Pre-draft measurables
| Height | Weight | Arm length | Hand span | Wingspan | 40-yard dash | 10-yard split | 20-yard split | 20-yard shuttle | Three-cone drill | Vertical jump | Broad jump | Bench press |
| 6 ft 7+1⁄8 in (2.01 m) | 301 lb (137 kg) | 32+1⁄4 in (0.82 m) | 9+1⁄2 in (0.24 m) | 6 ft 6+3⁄8 in (1.99 m) | 4.89 s | 1.68 s | 2.85 s | 4.43 s | 7.77 s | 32.5 in (0.83 m) | 9 ft 2 in (2.79 m) | 25 reps |
All values from NFL Combine/Pro Day

===Miami Dolphins===
Diesch was signed by the Miami Dolphins as an undrafted free agent on April 30, 2022, shortly after the conclusion of the 2022 NFL draft. He was waived by the Dolphins on August 30.

===Chicago Bears===
On September 1, 2022, Diesch was signed to the Chicago Bears' practice squad. He signed a reserve/future contract with Chicago on January 9, 2023. Diesch was waived by the Bears as a part of final roster cuts on August 29.

===Pittsburgh Steelers===
On August 31, 2023, Diesch signed with the Pittsburgh Steelers' practice squad. On January 17, 2024, he signed a reserve/futures contract with the Steelers. Diesch was waived by Pittsburgh on May 13.

===Cleveland Browns===
On May 14, 2024, Diesch was claimed off waivers by the Cleveland Browns. However, he was waived two days later with a failed physical designation.

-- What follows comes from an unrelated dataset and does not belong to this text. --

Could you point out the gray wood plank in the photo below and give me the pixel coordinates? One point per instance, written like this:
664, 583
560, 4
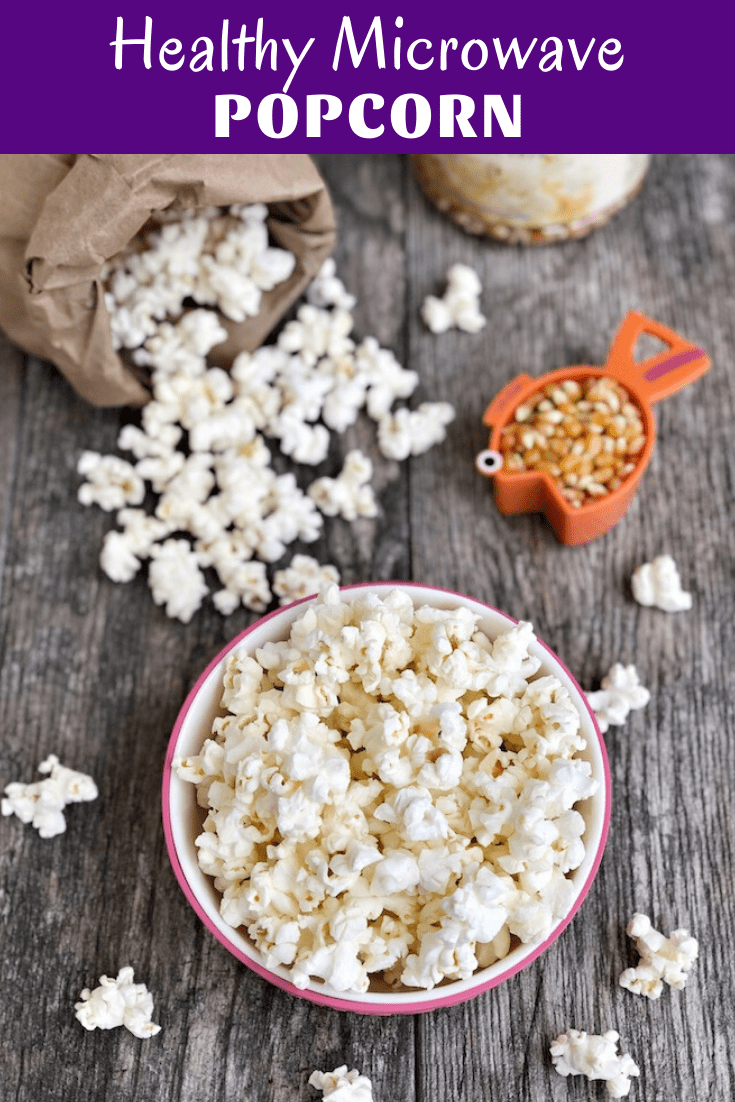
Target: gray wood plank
96, 673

=== New England Patriots ===
Diesch was signed by the New England Patriots on August 2, 2024. He was waived by the Patriots on August 27.

===Tennessee Titans===
On December 10, 2024, Diesch signed with the Tennessee Titans' practice squad. He was released by Tennessee on December 26.

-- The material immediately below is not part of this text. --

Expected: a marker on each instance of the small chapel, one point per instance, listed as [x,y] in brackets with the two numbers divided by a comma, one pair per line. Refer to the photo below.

=== Arlington Renegades ===
On January 30, 2025, Diesch signed with the Arlington Renegades of the United Football League (UFL).

=== Memphis Showboats ===
On April 21, 2025, Diesch was traded to the Memphis Showboats in exchange for OT J. D. DiRenzo.

=== Houston Gamblers ===
On January 13, 2026, Diesch was selected by the Houston Gamblers in the 2026 UFL Draft. He was released by the Gamblers on April 15.

=== Louisville Kings ===
On April 19, 2026, Diesch signed with the Louisville Kings of the United Football League (UFL).

=== Kansas City Chiefs ===
On August 20, 2026, Diesch signed with the Kansas City Chiefs. He was released six days later.

=== Seattle Seahawks ===
On August 27, 2026, Diesch was claimed off waivers by the Seattle Seahawks. On August 30, he was waived.